For three decades, the annual SXSW Festival has been rooted in discovery and innovation – be it new technologies, music, art, films, brands, burritos and beyond. ’47 joined Texas A&M University, a top international institution, in their activation that keeps this theme alive during the 2017 SXSW Interactive Conference. It wouldn’t be SXSW –– or Austin, Texas –– without ample live music and culture, so ’47 was thrilled to help inject these elements into the Texas A&M House, as the University’s sports lifestyle partner. In their takeover of the eclectic Hotel Van Zandt off Rainey Street, Texas A&M hosted the ’47 x FADER Sessions – a showcase of seminal music talent from a range of genres. By tapping into The FADER gurus, we were able to curate groundbreaking, discoverable new artists in the space, who performed live sets in front of a science-experiment-like backdrop.

The stage design was built to emphasize the live experience of a small club; we created a "speaker forest" comprised of vintage guitar amps, reel-to-reels, and old stereo components. We then reduced the standing room by half, to create a more intimate connection with the artist and visitor.
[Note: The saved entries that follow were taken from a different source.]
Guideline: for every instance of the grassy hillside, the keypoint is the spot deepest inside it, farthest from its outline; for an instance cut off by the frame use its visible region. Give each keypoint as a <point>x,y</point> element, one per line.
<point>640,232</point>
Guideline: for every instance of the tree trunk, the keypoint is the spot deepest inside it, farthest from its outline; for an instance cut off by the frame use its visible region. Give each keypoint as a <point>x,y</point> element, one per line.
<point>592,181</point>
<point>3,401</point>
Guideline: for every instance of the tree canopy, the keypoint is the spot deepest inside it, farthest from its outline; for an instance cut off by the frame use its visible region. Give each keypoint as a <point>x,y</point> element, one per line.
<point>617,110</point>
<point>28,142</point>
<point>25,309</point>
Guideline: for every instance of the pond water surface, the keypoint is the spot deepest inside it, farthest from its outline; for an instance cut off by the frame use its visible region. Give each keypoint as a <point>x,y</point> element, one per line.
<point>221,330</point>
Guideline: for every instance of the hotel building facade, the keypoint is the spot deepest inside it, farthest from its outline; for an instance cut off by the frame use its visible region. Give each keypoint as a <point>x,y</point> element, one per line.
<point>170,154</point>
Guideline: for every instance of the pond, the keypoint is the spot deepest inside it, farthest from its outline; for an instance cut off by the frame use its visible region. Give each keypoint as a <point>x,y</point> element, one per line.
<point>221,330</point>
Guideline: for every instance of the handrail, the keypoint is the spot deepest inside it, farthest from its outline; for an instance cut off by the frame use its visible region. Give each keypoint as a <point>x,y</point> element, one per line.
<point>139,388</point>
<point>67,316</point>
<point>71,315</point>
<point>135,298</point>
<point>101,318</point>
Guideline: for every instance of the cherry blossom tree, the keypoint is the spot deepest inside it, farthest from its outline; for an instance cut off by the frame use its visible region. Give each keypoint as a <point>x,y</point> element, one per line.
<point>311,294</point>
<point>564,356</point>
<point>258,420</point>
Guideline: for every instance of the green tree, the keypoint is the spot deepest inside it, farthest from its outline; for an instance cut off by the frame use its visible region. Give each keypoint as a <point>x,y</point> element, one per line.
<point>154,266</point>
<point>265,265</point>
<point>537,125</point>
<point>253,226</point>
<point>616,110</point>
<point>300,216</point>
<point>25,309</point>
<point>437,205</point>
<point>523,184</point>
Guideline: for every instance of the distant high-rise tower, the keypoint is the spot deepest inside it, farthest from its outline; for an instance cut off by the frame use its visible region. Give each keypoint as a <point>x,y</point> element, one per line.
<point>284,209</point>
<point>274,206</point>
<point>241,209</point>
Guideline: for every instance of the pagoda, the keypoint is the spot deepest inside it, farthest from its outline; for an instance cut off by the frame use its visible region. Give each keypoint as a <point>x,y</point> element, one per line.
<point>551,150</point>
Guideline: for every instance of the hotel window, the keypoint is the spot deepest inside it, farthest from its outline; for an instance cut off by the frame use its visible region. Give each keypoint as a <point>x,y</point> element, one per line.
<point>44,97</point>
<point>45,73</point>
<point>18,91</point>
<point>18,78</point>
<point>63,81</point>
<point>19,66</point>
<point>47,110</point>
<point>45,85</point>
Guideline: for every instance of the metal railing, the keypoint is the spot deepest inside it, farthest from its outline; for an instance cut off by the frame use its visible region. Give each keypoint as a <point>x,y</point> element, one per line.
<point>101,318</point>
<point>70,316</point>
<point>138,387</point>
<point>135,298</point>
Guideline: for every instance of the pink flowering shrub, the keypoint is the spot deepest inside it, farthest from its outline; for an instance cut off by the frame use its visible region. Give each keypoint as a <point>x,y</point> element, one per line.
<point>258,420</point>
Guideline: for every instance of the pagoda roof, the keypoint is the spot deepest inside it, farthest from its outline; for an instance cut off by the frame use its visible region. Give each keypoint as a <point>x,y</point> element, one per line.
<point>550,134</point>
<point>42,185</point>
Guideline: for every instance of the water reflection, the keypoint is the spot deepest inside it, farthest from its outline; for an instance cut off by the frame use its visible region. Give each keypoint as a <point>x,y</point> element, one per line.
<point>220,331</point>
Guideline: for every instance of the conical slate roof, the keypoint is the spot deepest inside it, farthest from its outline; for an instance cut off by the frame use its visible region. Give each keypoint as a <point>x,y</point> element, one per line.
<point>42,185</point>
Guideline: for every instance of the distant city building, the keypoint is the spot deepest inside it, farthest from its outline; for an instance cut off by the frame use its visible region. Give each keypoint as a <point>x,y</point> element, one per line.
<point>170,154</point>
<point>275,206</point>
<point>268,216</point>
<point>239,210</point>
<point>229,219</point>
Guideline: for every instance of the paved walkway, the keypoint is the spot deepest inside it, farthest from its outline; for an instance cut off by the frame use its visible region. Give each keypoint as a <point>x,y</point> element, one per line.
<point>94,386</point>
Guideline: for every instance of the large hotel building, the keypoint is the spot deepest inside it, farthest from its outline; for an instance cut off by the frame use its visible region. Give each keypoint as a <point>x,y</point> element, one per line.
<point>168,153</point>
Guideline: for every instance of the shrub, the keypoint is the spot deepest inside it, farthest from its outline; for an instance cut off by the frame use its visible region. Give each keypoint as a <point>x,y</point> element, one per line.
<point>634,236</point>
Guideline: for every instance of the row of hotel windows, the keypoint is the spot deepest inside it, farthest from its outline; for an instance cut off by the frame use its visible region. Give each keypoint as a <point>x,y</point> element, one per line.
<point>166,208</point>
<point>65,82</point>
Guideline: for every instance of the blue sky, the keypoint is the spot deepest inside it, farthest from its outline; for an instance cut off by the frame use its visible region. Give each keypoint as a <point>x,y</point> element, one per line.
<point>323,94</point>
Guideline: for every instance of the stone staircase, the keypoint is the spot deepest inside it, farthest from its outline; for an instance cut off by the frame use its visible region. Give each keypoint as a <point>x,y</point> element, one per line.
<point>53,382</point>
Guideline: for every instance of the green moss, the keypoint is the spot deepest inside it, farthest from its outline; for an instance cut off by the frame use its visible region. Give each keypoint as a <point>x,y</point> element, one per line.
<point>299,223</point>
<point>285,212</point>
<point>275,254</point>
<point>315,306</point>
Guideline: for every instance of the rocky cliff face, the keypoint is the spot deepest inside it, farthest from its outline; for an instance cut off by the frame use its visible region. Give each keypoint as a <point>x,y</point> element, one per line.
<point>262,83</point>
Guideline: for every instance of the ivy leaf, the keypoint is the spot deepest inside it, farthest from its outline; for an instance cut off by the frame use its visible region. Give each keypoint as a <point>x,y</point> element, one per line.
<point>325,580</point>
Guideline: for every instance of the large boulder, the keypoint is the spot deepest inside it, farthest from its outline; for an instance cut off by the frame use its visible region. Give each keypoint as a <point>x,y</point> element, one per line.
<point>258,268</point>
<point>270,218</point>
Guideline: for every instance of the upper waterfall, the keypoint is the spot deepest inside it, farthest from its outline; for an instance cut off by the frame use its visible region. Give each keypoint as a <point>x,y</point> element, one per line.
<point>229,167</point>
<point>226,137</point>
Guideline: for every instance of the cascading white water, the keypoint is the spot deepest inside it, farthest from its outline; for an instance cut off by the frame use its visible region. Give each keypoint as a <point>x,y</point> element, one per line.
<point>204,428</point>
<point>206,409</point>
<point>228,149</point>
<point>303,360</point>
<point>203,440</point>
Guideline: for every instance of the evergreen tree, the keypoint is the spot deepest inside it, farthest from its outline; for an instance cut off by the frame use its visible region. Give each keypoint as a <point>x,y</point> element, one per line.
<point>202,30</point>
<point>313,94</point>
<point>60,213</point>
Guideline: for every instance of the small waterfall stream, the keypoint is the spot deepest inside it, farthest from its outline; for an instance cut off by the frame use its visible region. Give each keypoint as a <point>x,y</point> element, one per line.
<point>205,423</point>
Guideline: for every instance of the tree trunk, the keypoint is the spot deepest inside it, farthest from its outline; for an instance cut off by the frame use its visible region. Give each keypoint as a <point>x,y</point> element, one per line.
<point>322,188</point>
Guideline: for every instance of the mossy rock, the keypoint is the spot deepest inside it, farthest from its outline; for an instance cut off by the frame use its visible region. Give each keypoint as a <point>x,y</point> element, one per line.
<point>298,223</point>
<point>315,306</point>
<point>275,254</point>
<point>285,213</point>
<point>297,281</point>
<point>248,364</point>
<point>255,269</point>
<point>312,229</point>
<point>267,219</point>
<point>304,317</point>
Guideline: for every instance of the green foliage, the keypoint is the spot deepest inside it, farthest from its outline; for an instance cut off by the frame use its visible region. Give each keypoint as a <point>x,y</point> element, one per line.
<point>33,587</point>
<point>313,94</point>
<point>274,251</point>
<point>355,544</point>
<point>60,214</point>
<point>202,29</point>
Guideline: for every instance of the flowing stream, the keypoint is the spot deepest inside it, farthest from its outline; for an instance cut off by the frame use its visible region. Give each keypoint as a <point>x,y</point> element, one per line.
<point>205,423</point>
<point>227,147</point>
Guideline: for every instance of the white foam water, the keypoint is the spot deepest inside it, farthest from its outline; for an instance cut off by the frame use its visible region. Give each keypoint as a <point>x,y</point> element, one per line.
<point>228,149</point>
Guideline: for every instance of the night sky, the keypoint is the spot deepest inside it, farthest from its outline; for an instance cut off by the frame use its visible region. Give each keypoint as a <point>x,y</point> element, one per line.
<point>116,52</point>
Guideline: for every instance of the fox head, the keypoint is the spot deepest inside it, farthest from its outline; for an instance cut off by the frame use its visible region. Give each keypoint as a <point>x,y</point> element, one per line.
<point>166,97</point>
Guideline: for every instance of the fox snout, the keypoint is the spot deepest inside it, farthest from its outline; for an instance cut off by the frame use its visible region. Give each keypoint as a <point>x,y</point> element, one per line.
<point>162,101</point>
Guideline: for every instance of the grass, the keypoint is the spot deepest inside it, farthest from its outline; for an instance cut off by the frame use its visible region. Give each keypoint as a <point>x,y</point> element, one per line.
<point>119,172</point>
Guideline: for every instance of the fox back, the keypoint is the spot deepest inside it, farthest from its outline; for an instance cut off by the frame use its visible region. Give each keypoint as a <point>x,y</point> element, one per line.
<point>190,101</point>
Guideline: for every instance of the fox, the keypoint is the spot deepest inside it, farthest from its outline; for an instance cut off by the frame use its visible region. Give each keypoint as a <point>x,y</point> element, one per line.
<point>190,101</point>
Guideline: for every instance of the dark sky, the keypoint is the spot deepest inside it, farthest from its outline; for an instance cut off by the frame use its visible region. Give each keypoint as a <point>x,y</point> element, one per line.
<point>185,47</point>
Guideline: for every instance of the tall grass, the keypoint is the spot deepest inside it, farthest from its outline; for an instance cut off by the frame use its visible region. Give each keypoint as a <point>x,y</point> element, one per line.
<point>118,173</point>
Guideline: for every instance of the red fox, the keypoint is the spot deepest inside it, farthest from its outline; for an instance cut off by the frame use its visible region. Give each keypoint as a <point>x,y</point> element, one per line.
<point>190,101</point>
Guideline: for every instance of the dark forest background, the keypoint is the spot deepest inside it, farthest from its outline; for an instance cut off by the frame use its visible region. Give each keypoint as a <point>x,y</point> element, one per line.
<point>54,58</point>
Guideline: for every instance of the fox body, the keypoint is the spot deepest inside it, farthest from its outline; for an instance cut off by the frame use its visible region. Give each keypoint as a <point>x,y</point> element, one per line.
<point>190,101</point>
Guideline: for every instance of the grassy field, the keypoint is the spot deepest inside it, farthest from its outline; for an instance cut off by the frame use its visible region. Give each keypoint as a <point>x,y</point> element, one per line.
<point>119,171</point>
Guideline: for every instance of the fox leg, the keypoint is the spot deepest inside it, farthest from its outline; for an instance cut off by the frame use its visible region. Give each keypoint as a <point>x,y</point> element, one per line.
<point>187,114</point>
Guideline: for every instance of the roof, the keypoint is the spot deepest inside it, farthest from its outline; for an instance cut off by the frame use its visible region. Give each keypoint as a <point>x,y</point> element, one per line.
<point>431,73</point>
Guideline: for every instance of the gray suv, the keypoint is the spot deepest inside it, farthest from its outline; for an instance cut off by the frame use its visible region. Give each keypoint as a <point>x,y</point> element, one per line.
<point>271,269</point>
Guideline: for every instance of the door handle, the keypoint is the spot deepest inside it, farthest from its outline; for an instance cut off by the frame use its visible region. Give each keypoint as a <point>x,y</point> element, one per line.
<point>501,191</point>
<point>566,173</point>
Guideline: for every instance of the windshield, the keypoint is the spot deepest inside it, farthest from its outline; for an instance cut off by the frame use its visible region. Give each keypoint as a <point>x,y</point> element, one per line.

The result was an experience which put up and coming artists within reach of their fans. 
One of our goals for this activation was to produce short videos of each performance along with interviews with the artists. With the help of visual artist SAMO (http://samokerstromlang.com) we were able to create unique animations for each artist, which helped diversify the palette for each stage performance.
Marketing materials consisted of band posters and social posts which call back to the "speaker forest."
The set was dressed with large format prints of a gymnasium. These facilities house a range of sporting events which is what '47 is all about, but also hosts music. Nirvana's "Smells Like Teen Spirit" video was a source of inspiration for us. Rather than searching for images of a gym, we built one in 3D which allowed us to brand it and adjust the camera to find abstract angles for the prints. We then "remixed" the images to a distorted half-tone to allow the images to fall into the background and change with the lighting.